Preprocessing Comparison: NLTK vs spaCy (Sample)

Sample 1:
Original: very disappointed with the quality.
NLTK:     disappointed quality
spaCy:    disappoint quality

Sample 2:
Original: fast delivery and great packaging.
NLTK:     fast delivery great packaging
spaCy:    fast delivery great packaging

Sample 3:
Original: very disappointed with the quality.
NLTK:     disappointed quality
spaCy:    disappoint quality

Sample 4:
Original: product stopped working after few days.
NLTK:     product stopped working day
spaCy:    product stop work day

Sample 5:
Original: neutral about the quality.
NLTK:     neutral quality
spaCy:    neutral quality

Execution Time Comparison - Processing 25,000 reviews
Testing NLTK...
NLTK Lemmatization: 2.52 seconds
Testing spaCy...
spaCy Lemmatization: 62.05 seconds

Speed Comparison:
spaCy is 24.66x slower than NLTK
Time difference: 59.53 seconds


>We observe that while spaCy provides better verb normalization, smaller vocabularies. However, it is more aggressive, and it is **~ 23.83x slower** than NLTK. Given our large dataset size **(25,000 reviews)** and the relatively minor differences in lemmatization for our specific use case, we will proceed with NLTK for lemmatization in our final preprocessing pipeline.

In [19]:
# Function to check if word is misspelled
def is_misspelled(text):
    """ Check for misspelled words in text """
    blob = TextBlob(text.lower())
    words = blob.words

    # Count words that might be misspelled
    misspelled_words = []
    for w in words:
        if len(w) > 2:  # Ignore very short words
            corrected_word = TextBlob(w).correct()
            if str(corrected_word).lower() != w.lower():
                misspelled_words.append(w)

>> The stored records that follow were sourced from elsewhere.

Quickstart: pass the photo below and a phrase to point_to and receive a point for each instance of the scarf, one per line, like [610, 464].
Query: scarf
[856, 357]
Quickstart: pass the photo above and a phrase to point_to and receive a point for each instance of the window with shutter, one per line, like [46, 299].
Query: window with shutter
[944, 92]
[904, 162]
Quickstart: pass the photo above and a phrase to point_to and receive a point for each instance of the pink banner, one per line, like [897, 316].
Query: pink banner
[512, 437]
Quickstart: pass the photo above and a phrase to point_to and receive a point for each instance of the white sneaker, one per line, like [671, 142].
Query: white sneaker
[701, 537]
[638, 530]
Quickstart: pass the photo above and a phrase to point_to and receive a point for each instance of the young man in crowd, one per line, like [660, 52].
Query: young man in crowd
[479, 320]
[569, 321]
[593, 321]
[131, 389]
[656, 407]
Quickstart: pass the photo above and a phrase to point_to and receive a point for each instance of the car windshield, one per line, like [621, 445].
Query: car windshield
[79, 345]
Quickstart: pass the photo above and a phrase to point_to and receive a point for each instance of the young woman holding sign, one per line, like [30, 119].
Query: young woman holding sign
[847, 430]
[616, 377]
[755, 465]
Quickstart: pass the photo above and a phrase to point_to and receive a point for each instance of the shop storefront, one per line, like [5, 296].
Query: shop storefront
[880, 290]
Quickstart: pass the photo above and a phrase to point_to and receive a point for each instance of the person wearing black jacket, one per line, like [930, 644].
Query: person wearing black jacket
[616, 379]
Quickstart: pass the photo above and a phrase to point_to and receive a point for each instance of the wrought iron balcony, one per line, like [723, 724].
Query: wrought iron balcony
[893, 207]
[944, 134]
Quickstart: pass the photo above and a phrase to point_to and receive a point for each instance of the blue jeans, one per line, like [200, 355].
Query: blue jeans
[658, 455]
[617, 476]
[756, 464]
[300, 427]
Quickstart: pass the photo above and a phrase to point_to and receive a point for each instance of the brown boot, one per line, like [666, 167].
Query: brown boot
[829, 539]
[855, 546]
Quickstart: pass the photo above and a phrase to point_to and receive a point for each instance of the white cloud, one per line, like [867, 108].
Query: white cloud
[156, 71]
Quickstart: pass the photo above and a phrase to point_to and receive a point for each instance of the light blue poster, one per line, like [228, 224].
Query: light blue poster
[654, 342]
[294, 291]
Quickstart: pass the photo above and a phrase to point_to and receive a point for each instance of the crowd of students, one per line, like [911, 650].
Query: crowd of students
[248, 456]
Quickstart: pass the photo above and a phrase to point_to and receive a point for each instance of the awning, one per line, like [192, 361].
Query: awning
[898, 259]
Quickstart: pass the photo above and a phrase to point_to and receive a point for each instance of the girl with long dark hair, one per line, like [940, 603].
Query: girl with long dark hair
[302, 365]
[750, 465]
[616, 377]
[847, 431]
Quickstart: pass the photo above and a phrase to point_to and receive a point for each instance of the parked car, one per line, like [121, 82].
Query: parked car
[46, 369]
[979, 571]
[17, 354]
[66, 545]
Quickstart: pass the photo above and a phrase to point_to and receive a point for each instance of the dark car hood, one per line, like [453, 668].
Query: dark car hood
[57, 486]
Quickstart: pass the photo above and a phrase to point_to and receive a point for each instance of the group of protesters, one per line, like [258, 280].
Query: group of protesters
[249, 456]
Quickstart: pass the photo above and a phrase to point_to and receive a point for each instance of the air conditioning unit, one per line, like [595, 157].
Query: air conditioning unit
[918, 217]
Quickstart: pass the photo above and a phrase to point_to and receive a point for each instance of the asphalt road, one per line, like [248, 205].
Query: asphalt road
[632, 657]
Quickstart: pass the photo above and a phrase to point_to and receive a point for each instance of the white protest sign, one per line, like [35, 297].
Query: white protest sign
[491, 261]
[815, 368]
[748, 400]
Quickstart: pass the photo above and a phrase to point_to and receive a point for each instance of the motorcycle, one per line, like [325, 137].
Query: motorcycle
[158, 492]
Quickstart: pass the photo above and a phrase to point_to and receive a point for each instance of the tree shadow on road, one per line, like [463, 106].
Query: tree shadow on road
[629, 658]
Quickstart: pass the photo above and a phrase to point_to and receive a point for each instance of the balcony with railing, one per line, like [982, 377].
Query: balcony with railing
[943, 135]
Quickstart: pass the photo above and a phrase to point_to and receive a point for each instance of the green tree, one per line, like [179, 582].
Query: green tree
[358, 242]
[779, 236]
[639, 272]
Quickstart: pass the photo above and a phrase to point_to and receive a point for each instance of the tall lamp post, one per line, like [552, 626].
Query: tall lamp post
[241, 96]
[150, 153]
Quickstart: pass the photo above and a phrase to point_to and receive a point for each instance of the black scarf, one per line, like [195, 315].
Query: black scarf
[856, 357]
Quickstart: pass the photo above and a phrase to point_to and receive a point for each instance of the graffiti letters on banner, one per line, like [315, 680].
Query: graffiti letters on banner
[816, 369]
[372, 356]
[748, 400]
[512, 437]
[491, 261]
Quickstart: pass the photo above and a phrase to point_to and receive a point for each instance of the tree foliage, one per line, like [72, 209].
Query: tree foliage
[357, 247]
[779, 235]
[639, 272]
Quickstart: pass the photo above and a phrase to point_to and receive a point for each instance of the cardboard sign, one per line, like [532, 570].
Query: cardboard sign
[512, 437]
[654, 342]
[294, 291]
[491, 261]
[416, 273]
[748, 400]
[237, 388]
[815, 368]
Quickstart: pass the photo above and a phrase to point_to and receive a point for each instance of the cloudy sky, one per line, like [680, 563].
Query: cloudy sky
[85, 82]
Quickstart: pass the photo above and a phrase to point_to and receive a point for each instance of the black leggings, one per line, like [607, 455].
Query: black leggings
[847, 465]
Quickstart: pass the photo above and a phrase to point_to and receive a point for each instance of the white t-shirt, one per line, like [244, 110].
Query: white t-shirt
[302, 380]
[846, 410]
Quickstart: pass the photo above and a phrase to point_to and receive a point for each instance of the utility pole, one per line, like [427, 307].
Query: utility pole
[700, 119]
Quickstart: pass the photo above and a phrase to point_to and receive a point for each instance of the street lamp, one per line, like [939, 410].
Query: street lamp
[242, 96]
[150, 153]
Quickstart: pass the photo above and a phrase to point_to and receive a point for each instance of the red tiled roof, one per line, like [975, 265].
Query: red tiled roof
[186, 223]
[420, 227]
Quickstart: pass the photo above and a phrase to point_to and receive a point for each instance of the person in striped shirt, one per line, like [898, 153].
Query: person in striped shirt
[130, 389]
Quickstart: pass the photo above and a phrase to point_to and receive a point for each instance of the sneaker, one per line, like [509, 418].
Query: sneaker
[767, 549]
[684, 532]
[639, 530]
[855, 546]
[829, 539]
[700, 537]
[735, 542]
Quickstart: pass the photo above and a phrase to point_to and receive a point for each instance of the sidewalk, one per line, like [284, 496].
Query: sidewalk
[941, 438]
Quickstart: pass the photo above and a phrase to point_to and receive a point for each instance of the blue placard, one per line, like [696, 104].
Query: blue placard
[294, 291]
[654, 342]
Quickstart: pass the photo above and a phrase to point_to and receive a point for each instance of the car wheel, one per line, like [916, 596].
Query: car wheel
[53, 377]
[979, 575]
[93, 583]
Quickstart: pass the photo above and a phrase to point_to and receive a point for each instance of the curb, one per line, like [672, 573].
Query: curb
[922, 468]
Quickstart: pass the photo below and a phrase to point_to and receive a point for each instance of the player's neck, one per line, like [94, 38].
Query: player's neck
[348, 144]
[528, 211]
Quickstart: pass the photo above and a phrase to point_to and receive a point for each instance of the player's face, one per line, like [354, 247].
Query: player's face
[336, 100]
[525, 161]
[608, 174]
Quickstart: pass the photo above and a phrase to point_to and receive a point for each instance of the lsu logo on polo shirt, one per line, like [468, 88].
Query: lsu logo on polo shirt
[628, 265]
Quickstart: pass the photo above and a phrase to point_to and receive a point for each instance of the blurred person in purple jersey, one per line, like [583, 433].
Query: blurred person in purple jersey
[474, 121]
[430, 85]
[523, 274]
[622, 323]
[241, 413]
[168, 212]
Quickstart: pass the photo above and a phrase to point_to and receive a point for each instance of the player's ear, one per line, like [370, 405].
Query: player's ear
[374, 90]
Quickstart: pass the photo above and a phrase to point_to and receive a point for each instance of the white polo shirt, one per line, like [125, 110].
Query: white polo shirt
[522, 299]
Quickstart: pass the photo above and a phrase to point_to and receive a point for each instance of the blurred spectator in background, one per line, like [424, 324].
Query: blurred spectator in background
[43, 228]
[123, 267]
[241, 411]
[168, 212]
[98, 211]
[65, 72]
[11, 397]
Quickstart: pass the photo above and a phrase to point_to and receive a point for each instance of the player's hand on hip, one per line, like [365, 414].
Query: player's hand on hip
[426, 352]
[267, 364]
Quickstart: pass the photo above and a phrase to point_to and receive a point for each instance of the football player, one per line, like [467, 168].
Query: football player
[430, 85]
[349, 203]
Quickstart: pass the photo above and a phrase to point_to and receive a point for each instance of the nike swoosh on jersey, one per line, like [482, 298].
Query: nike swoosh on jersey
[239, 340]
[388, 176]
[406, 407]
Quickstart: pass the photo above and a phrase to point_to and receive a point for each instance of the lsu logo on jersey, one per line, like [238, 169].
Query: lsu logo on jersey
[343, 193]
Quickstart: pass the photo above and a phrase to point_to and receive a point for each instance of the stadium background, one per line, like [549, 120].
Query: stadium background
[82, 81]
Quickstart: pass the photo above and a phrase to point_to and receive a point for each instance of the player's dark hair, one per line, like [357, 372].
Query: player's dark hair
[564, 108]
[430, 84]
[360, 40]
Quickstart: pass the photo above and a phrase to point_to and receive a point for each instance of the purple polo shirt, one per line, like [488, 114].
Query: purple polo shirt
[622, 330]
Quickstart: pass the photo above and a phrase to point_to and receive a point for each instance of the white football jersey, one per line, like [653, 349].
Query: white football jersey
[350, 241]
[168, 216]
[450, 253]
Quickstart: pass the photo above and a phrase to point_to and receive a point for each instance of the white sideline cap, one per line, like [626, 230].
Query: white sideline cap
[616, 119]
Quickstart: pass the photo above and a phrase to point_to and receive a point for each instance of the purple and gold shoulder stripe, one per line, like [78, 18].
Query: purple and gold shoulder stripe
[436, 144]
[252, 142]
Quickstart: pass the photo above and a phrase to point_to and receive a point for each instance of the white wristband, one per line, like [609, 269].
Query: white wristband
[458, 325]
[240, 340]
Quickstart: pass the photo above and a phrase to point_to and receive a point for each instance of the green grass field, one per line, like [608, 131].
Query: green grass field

    return misspelled_words

# Check misspellings in a sample of reviews
sample_size = 1000
sample_reviews = df['review_text'].sample(n=sample_size, random_state=42)

all_errors = []
reviews_with_errors = 0

print(f"Checking spelling in {sample_size} reviews...")

for review in sample_reviews:
    errors = is_misspelled(review)
    if errors:
        reviews_with_errors += 1
        all_errors.extend(errors)

# Summary statistics
error_rate = (reviews_with_errors / sample_size) * 100
unique_errors = set(all_errors)

print(f"Reviews with potential spelling errors: {reviews_with_errors}/{sample_size} ({error_rate:.1f}%)")
print(f"Total potential errors found: {len(all_errors)}")
print(f"Unique misspelled words: {len(unique_errors)}")

# Display most common misspelled words
error_counts = Counter(all_errors)
print("\nMost Common Potential Misspelled Words:")
for word, count in error_counts.most_common(20):
    print(f"   {word.ljust(15)}: {count} occurrences")
print("\nSpelling check complete!")

Checking spelling in 1000 reviews...
Reviews with potential spelling errors: 236/1000 (23.6%)
Total potential errors found: 236
Unique misspelled words: 2

Most Common Potential Misspelled Words:
   packaging      : 156 occurrences
   unhelpful      : 80 occurrences

Spelling check complete!


> **23.6%** error rate sounds high, but "Errors" are false positives as they are valid words. Spell correction might introduce noise, and its execution is slow. additionally, it might recognize platform names as misspelled words. Given these factors, we will not include spelling correction in our final preprocessing pipeline.